The arguments are over, the cases have been made and now the results of the election are in. Defying all predictions there is a clear outcome and the electorate have delivered a majority government after five years of coalition.
Whilst the surprises sink in and the parties examine the new political realities there are still some uncertainties to consider. For me, this is particularly the case when examining the critical issue of customer service. It’s not just about whether our elected representatives will meet our needs, but what the election and the new government could mean for development of customer service skills in the UK and the resulting impact on business performance and GDP.
I will be paying close attention over the coming months to the new government’s policy agenda and any proposals that come out to see what this means for the Institute and its members. However, the election campaign has shown many themes across the parties that are very revealing of politicians thinking when it comes to customer service.
In the utilities sector, for example, particularly for energy, there has been a relentless focus on the size of bills from all sides. But this is only part of the story for consumers. It is easy to suggest that customers are better served by lower bills but customers don’t just want the service to be all about the price. They want greater value, which covers more than the price – they need timely service, convenience, transparency and clarity over the billing process and, of course, reliability. Politicians, and many organisations for that matter, need to accept what consumers have known for a long time – yes price matters, but on its own it won’t move a customer closer to, or further away from, a particular supplier. What matters is the quality of service, the integrity of sales and support teams and the whole customer experience.

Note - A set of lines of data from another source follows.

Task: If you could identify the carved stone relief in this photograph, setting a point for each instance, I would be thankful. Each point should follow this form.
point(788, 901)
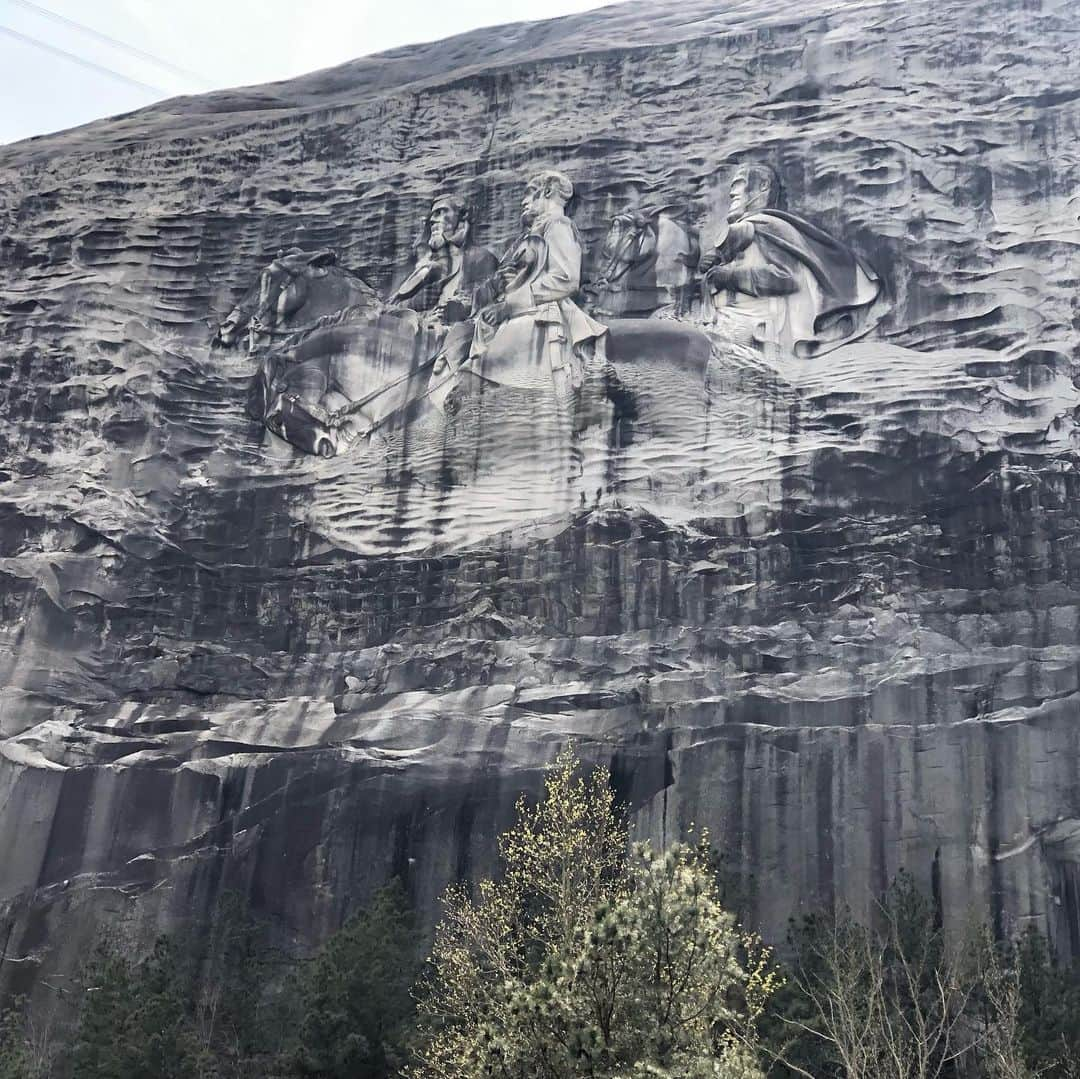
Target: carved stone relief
point(337, 364)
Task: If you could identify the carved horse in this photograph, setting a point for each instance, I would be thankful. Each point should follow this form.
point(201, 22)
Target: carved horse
point(648, 261)
point(297, 293)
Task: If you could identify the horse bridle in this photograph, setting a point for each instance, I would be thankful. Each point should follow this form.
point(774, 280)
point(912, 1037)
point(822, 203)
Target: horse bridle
point(609, 274)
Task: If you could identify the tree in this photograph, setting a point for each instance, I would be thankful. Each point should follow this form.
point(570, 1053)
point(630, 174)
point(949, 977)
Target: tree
point(354, 1000)
point(580, 961)
point(135, 1021)
point(22, 1056)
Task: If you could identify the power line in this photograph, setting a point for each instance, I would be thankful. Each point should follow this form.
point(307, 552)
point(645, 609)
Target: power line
point(115, 42)
point(100, 68)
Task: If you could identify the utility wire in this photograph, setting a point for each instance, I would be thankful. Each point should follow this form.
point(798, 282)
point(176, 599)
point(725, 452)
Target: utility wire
point(100, 68)
point(115, 42)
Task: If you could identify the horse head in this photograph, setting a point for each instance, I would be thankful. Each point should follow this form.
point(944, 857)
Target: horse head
point(283, 288)
point(630, 245)
point(648, 259)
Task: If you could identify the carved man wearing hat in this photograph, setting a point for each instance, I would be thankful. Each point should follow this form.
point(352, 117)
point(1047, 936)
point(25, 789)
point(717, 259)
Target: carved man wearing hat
point(448, 268)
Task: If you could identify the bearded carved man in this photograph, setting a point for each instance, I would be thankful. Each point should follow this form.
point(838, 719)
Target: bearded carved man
point(793, 285)
point(531, 334)
point(448, 268)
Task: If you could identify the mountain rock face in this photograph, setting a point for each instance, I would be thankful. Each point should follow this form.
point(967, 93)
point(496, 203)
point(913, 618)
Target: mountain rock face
point(751, 468)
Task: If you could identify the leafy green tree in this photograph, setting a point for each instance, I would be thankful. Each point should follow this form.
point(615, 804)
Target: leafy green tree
point(581, 962)
point(353, 997)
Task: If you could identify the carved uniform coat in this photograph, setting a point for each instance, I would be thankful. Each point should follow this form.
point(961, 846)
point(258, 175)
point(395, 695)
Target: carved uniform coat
point(541, 342)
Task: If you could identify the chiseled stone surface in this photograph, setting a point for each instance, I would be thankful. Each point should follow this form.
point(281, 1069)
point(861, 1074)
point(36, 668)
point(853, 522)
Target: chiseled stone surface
point(823, 602)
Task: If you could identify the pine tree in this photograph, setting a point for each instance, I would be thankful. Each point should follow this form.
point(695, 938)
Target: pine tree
point(353, 997)
point(581, 962)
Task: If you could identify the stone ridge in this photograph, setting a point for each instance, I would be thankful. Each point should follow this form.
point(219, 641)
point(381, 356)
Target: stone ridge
point(824, 604)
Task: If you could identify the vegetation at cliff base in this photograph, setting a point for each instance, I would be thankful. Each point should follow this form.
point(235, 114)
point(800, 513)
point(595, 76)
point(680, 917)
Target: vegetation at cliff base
point(585, 957)
point(580, 960)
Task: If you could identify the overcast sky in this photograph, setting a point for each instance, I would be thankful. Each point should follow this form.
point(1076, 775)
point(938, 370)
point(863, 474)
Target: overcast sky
point(208, 44)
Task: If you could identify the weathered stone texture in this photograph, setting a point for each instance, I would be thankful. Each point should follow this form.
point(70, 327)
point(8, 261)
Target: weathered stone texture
point(826, 607)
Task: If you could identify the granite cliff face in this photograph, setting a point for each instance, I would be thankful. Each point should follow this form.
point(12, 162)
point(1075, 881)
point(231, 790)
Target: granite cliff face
point(822, 599)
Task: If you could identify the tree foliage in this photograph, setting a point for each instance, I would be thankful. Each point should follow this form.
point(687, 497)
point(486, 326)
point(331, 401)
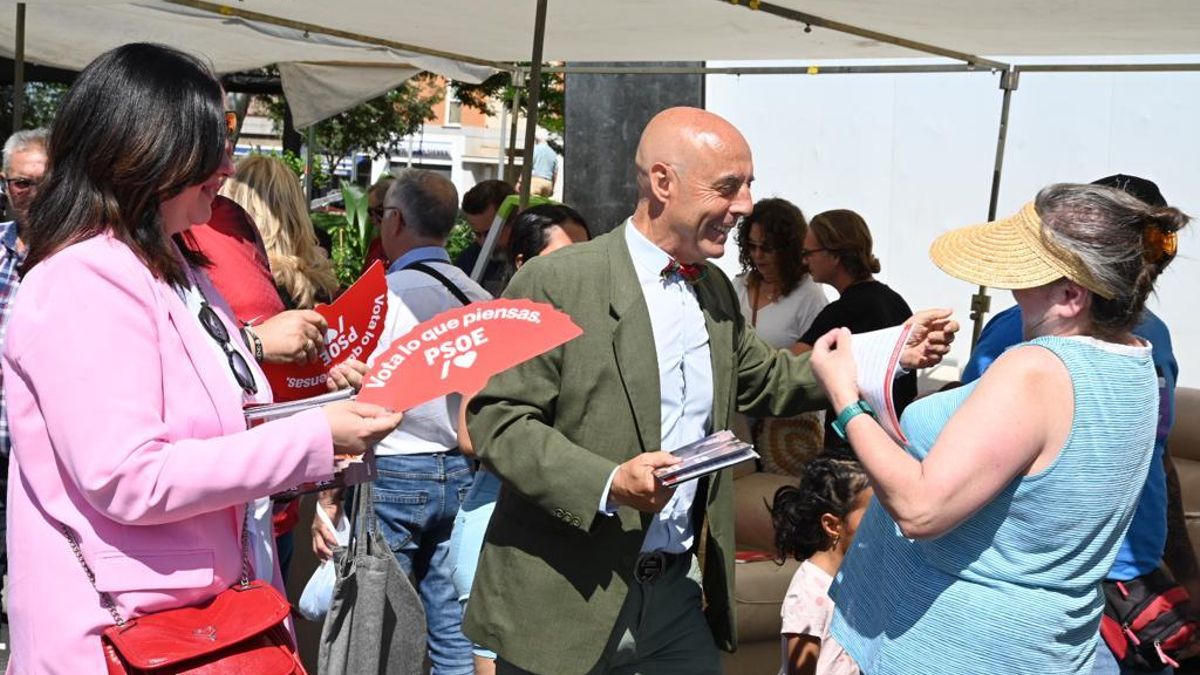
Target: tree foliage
point(498, 90)
point(375, 127)
point(41, 105)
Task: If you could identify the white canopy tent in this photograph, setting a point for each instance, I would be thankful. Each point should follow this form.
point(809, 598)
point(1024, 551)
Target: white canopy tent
point(334, 55)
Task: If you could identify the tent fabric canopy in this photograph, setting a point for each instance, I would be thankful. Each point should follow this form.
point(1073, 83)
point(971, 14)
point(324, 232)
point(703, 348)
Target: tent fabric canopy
point(322, 75)
point(71, 33)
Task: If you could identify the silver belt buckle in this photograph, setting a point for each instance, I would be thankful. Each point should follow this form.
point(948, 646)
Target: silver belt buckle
point(649, 567)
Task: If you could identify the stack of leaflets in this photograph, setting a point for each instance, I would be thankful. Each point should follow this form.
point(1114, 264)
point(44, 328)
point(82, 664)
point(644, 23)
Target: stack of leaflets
point(877, 357)
point(348, 470)
point(706, 455)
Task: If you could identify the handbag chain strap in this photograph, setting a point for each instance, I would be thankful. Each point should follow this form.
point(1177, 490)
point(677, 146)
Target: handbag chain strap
point(106, 601)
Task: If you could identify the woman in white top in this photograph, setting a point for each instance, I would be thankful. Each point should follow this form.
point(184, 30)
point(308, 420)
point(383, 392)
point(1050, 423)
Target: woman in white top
point(778, 296)
point(780, 300)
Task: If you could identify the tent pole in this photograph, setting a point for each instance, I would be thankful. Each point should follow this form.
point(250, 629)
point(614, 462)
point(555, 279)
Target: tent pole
point(981, 303)
point(811, 21)
point(18, 71)
point(311, 149)
point(517, 83)
point(228, 11)
point(499, 157)
point(533, 83)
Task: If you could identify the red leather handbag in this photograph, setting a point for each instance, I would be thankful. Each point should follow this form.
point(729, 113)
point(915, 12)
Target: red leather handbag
point(239, 632)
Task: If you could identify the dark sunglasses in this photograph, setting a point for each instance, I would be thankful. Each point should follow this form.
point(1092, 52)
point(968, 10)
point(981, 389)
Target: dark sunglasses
point(21, 184)
point(765, 248)
point(216, 329)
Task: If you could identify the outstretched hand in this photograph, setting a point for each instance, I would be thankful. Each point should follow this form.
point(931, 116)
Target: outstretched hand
point(933, 332)
point(833, 363)
point(636, 485)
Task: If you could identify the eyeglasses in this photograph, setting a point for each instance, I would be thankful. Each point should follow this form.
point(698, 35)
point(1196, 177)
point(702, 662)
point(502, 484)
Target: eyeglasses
point(216, 329)
point(21, 184)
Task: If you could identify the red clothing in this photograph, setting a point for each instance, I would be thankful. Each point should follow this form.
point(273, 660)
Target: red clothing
point(239, 270)
point(241, 275)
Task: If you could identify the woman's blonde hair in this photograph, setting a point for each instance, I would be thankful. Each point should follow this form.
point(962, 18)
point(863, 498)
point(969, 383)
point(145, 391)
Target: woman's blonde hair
point(271, 195)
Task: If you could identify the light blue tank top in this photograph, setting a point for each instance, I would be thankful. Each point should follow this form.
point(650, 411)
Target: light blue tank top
point(1014, 587)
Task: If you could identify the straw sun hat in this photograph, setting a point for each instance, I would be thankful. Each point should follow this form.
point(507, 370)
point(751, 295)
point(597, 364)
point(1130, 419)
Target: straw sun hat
point(1012, 252)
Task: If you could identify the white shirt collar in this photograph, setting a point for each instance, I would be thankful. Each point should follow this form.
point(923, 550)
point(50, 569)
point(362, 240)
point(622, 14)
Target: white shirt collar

There is a similar story for financial services. The focus – at least through politicians’ eyes – is on structural reforms and regulations to prevent scandals, drive competition and protect the vulnerable. These are all important factors. The hope is that this will give customers the better deals they want and ensure consumers and business can access the finance they need. Again, this isn’t the whole story. The Institute’s own analysis shows that most consumers are not simply seeking the cheapest deal possible. Most customers want a balance of price and service but there is also a substantial minority – almost a quarter – who will consider paying a premium price for premium service.
Only thorough research, like that conducted by The Institute, into what customers want in terms of service can help reveal these important insights. I will be continuing this year to work to build understanding amongst politicians of all parties and policy makers of customer service and the insights The Institute can provide on it.
Customers’ expectations are evolving rapidly. Some organisations have evolved too and are to at the forefront of a fully engaged relationship with their customers. However, it remains very much to be seen whether our political leaders have evolved too to take these considerations into account when setting policy and making regulations.